Except that there are a few strange phenomena attached to this particular quiet.
The first is that it contributes to the time-disconnection that so many of us have been feeling. Who knows what day it is, anymore? The hours blur, the days blur, the weeks and months blur. And this, in part, is due to the quiet. It turns out that hours, days, weeks, months have different and predictable levels of noise associated with them. Microphones on once-busy city streets around the world have recorded the sound of the pandemic, and the sound is an unchanging, undifferentiated quiet. “The rhythm of the week—Mondays louder than Sundays—has disappeared,” reports an article in the New York Times.
Another unwanted attachment to this quiet is the sadness that accompanies it, like the quiet at a funeral. One of the scientists on the pandemic noise project noted, “It’s the sound of the city aching. It’s not a healthy sound in my mind.” Context matters. So, while the decibel level in the woods on a snowy evening might be the same as that of the eerie quiet between mortar shellings in the Battle of the Somme during World War I, the experience of the quiet is entirely different.
Akin to this altered experience of quiet is the fact that cities are not meant to be quiet. And so the silence of an empty street in New York City on a Tuesday evening becomes ominous, because it doesn’t match the pattern of our thinking about a city street. And the quiet is a very loud reminder of our altered lives. The quiet shouts within us, “I am sick. I am unemployed. I am isolated. I am afraid.” It’s hard to welcome quiet when it carries such heavy baggage.

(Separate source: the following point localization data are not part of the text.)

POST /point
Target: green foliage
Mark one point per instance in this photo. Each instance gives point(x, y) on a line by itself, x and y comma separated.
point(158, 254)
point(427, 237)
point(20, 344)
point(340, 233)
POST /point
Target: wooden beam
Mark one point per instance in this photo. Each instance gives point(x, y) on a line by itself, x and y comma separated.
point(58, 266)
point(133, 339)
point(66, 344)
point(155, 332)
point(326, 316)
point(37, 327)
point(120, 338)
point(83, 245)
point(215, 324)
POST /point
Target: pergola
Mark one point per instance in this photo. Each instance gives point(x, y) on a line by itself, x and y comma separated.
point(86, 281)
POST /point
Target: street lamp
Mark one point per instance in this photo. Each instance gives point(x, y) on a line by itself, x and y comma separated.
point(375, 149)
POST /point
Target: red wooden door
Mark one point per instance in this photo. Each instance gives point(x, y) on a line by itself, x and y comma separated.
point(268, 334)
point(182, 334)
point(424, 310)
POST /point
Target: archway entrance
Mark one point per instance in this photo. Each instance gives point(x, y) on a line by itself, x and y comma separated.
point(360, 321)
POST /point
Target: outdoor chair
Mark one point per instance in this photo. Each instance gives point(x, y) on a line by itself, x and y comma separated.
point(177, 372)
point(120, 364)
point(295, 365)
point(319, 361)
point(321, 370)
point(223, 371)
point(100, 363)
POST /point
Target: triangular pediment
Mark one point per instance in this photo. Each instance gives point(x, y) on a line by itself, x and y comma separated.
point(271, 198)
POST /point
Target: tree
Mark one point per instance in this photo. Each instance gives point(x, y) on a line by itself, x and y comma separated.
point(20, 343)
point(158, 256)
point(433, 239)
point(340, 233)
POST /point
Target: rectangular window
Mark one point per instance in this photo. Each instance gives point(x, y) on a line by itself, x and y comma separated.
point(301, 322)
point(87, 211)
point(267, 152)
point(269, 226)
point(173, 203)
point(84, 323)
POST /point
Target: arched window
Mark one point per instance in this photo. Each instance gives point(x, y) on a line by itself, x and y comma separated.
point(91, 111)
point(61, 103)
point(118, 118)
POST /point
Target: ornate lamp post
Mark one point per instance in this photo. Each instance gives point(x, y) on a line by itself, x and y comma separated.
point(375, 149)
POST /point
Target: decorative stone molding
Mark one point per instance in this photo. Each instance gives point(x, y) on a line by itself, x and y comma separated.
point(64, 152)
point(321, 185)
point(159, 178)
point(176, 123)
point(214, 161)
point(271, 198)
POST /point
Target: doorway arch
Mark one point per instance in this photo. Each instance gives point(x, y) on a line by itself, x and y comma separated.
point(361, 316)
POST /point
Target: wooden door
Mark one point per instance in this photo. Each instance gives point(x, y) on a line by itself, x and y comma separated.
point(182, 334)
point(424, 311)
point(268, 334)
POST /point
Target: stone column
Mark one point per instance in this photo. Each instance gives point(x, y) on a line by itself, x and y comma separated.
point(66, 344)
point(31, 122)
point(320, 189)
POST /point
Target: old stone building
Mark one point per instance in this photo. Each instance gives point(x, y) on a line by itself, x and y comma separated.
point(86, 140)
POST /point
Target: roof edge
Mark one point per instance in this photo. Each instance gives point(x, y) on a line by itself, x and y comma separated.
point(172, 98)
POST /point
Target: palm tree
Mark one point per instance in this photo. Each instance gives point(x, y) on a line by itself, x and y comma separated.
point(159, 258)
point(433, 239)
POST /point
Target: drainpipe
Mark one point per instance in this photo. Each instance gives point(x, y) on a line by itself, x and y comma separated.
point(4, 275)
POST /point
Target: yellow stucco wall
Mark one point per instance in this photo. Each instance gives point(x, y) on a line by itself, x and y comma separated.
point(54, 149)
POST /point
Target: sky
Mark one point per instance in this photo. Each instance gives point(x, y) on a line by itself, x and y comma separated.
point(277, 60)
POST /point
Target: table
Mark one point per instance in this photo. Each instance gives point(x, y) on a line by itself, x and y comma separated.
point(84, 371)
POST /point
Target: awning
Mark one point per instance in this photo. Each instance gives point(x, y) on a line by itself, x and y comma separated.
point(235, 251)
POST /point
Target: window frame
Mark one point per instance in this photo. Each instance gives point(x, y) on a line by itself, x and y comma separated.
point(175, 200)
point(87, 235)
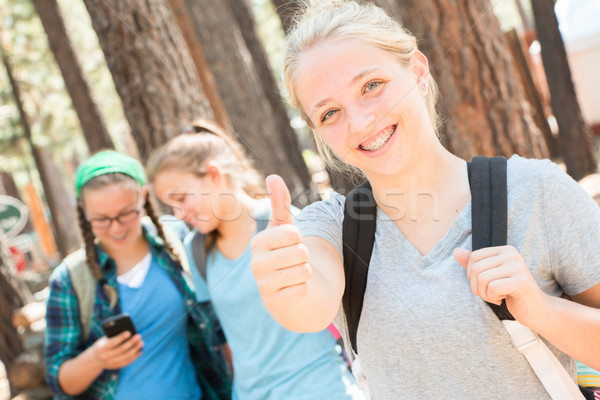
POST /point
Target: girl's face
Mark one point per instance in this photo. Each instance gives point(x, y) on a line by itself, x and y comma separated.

Arline Bronzaft is an environmental psychologist who has spent years studying noise pollution. She explains, “People have said they miss the sounds of New York City. They miss the honking horns, the crowds. And they would probably be the first people who were critical of those sounds. But it’s not that they miss them. They miss their lives.”

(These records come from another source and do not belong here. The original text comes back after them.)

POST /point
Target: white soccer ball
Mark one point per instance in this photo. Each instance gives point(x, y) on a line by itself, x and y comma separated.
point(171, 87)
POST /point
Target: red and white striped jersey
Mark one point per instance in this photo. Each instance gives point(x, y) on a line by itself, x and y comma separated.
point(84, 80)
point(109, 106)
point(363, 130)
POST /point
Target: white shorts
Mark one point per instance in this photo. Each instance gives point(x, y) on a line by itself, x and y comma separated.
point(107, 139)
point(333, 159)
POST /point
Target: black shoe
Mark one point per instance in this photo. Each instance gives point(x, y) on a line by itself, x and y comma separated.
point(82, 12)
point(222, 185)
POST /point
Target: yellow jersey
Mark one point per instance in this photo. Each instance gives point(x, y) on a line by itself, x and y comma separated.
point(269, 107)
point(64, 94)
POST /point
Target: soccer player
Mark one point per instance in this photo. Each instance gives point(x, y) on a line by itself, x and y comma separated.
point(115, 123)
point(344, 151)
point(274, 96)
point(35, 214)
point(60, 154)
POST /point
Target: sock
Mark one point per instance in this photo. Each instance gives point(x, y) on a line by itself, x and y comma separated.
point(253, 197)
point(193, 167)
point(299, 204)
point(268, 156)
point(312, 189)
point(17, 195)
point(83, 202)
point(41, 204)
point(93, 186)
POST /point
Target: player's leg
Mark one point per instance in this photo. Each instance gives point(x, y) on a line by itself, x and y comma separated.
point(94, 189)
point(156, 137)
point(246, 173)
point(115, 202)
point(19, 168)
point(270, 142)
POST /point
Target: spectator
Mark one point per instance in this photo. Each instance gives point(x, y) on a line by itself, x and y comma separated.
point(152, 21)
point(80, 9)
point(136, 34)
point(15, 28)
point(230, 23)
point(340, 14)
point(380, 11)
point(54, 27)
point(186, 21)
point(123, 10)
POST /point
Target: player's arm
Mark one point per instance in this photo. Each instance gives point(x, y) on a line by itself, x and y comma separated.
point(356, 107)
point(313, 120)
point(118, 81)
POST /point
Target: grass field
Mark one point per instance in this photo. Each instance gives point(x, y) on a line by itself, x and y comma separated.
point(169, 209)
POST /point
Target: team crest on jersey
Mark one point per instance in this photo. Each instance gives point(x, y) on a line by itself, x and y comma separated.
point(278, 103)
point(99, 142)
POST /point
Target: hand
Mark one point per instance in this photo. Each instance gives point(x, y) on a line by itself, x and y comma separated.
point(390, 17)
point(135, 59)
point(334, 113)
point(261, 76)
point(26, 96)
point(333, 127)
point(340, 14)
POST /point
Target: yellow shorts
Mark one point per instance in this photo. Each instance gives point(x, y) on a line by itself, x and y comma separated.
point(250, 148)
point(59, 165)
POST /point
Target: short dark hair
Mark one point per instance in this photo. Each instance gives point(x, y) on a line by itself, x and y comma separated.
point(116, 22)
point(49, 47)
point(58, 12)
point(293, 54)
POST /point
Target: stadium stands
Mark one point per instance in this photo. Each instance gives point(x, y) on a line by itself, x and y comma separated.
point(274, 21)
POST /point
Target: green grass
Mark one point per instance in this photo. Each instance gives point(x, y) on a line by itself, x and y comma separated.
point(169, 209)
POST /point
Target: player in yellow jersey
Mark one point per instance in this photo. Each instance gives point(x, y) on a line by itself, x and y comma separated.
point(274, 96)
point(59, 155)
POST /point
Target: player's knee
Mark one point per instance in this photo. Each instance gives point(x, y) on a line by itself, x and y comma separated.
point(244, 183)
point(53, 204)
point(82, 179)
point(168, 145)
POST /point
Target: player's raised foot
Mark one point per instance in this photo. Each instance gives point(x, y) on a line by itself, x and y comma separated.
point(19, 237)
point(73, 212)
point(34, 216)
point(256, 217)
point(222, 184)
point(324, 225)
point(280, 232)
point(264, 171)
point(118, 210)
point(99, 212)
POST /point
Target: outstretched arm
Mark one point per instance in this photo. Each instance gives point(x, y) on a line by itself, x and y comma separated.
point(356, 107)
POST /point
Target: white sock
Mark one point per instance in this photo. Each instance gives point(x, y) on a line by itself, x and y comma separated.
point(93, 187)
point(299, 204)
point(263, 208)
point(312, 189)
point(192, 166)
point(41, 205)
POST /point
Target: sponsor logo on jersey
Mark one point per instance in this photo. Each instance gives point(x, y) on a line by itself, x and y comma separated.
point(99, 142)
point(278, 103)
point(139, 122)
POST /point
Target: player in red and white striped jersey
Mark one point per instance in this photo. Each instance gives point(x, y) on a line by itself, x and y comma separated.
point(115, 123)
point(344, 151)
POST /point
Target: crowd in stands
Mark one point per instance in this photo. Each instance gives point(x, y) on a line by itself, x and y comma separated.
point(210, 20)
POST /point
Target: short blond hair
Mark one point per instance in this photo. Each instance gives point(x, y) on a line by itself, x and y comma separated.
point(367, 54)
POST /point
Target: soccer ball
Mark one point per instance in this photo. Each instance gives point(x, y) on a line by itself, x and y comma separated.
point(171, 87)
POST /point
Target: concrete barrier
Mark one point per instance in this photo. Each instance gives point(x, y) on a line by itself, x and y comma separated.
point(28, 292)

And so we return to context. Quiet—blissful, blessed, long-desired quiet—has been transmuted into a void within us. The word ‘chaos’ in English is derived from the ancient Greek word ‘κενος ’, which means ‘void.’
Quiet and chaos. In this time of the pandemic, you don’t get one without the other.

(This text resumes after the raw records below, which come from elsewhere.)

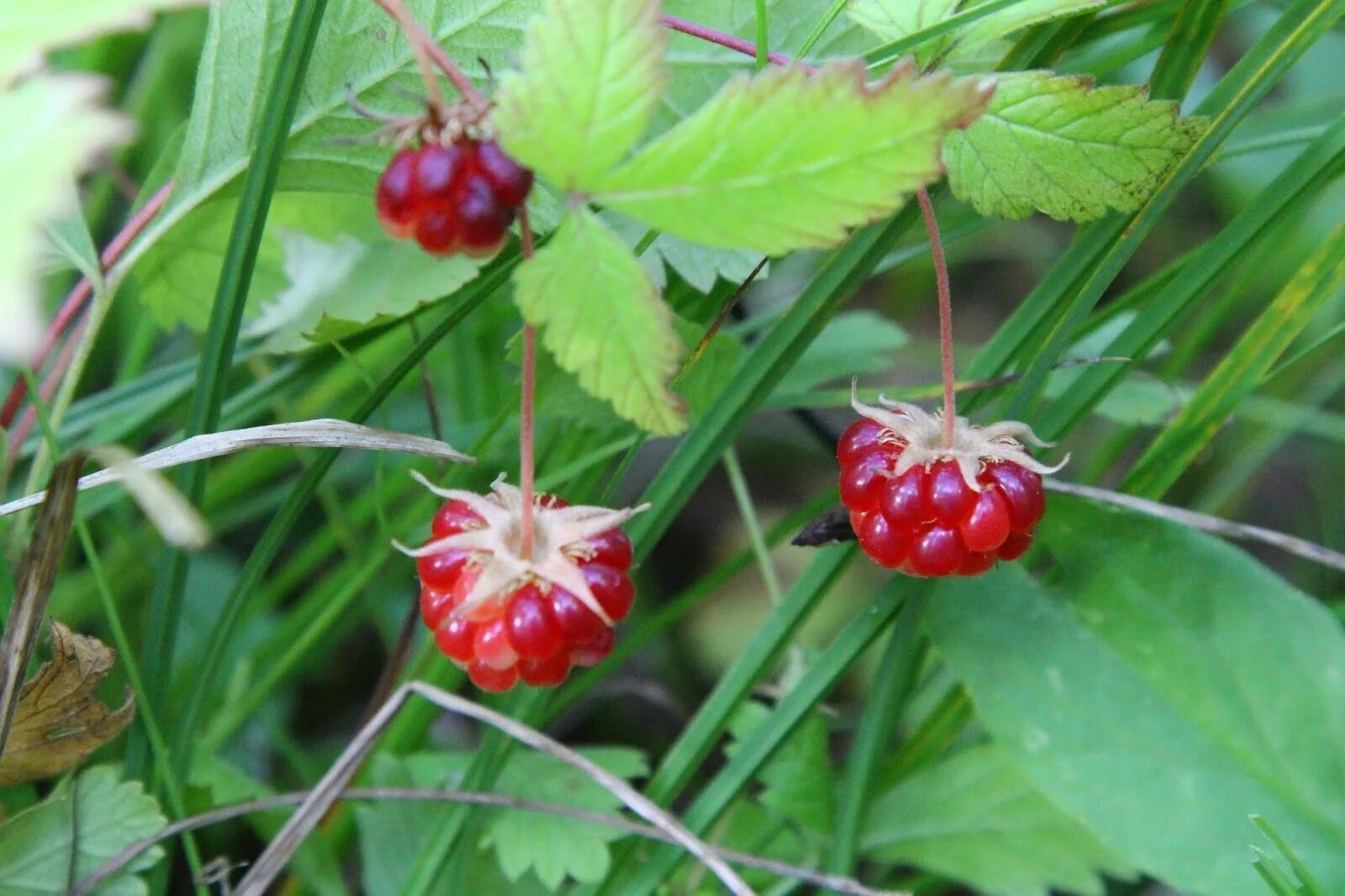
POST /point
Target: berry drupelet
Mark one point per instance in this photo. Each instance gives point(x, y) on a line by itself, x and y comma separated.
point(928, 509)
point(452, 197)
point(506, 618)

I don’t live in a city. I live in a densely populated suburb of Boston, a commuter town twelve miles outside the city limits, on a quarter-acre plot of land with a thin strip of woods behind it. For me, the quiet isn’t ominous. It doesn’t make my heart ache with sadness. It isn’t a void.
I’m one of the lucky ones. I’ve always worked from home, and I continue to work and earn money from the relative security of my house. I live with my kids—college-age adults—and so I don’t suffer from isolation. I’ve been able to spend time in my backyard, gardening and socializing with friends (10 feet apart), or meeting them in their backyards, chatting with my neighbors whose backyard flows unimpeded into mine, neither of us entirely sure where the boundary line exists. And perfectly happy to leave it that way. Last evening, there was a full Klezmer band rehearsing in my neighbor’s backyard, each musician socially distanced, together making wonderful music.
I’m one of the lucky ones who can embrace the quiet, enjoying the revealed song of birds, the sighting of a stealthy fox on my lawn, the twice daily perambulations of roving bands of wild turkeys that have decided they own the town.
‘Cacophony’ comes from the Greek words ‘κακος ’ (bad) and ‘φωνη’ (voice or sound). Bad sound. When did quiet become a bad sound?
When it became the echo of more than 800,000 lives lost in this world with no clear end in sight.
And how have New Yorkers chosen to forcibly beat back the virus every evening at 7 o’clock?
They make noise.
References
“The Coronavirus Quieted City Noise. Listen to What’s Left,” by Quoctrung Bui and Emily Badger, New York Times, May 22, 2020.
“With Covid-19, a Seismic Quiet Like No Other,” by William J. Broad, New York Times, July 23, 2020.